Here's the article, entitled: Kissing Retirement Goodbye by John Ensor, who is the Executive Director of Urban Initiatives for Heartbeat International and author of The Great Work of the Gospel, which is a great read about what God has accomplished for us through the Gospel.

I kissed retirement goodbye—at least the kind traditionally planned for in America.

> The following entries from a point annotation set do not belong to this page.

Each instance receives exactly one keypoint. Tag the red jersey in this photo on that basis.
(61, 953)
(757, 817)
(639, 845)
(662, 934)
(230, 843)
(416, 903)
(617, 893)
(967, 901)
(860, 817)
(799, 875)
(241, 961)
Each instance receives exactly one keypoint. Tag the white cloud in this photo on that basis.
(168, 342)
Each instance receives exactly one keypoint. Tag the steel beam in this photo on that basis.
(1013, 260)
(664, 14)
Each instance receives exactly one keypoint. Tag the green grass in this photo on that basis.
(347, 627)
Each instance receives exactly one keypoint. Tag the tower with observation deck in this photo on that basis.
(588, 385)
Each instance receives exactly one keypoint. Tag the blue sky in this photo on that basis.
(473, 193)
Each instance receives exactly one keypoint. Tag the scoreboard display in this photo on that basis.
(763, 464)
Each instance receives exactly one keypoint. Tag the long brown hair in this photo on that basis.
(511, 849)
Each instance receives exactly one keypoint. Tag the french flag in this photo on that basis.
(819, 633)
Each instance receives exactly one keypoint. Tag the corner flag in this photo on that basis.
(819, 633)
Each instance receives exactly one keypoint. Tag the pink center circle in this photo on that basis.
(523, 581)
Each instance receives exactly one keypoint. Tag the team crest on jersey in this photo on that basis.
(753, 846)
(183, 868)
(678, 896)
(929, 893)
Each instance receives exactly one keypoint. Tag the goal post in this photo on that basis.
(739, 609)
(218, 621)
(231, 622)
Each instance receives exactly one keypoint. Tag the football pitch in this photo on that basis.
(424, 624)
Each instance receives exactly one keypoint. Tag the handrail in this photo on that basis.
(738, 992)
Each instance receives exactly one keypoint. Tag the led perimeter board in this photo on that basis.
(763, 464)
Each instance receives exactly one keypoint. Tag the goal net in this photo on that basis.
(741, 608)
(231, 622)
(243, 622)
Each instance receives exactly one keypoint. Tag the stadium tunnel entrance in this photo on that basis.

My mother has finally persuaded me that there are better things to do than "just retire" when I reach her age.  

In August, I wrote about caring for family with end-of-life challenges.  My mother, at 78, started to go blind while on a mission trip to Mongolia.  Her sight was saved through high-dose steroids, which tripped other health concerns which were compounded by the discovery of breast cancer.  The subsequent surgery left her fragile.  She fell and added injury to sickness and disease.  We gathered with her in August to discuss how to care for her as she enters what I call “the frowning years.”  Ecclesiastes simply calls them the "evil days", when: 

"the years draw near of which you will say, “I have no pleasure in them”; before the sun and the light and the moon and the stars are darkened and the clouds return after the rain in the day when the keepers of the house tremble, and the strong men are bent, and the grinders cease because they are few, and those who look through the windows are dimmed, and the doors on the street are shut—when the sound of the grinding is low, and one rises up at the sound of a bird, and all the daughters of song are brought low—they are afraid also of what is high, and terrors are in the way; the almond tree blossoms, the grasshopper drags itself along, and desire fails, because man is going to his eternal home, and the mourners go about the streets." (Ecclesiastes 12:1-5).

The point of this description is to “remember your creator in the days of your youth” (12:1) while you can taste and see the goodness of God while all your senses are in full function, and your strength is still intact.  Savor him while you can—before your teeth fall out (the grinders cease) and your eyes fail (the windows are dimmed) and your bones ache with every move (the grasshopper drags itself along); before the fears of dying assail you and sap your strength and try your faith one last time before they are swallowed up in victory.  

Evidently, at 78, my mother is still in the days of her youth.  Since August, she has prayed and fought for her health but just last week she left for Quetzaltenango, Guatemala.  She joined a team of trainers for a Leadership Development Conference in which 90 teachers from around the country took their school vacation week to learn to study and teach the Bible through an inductive-study method.  Seven more teachers planned on being there.  But my mother writes, “They did not get here because their charter bus was ambushed by robbers and the driver was killed.”  

In spite of such things, she writes of the thrill of watching the participants learn how to discover the Bible's unsearchable riches.  She concludes, “I have been so blessed to be here, that at times I think I will burst!” 

Evidently, she intends to die with her mission boots on as she faces down those “frowning years.”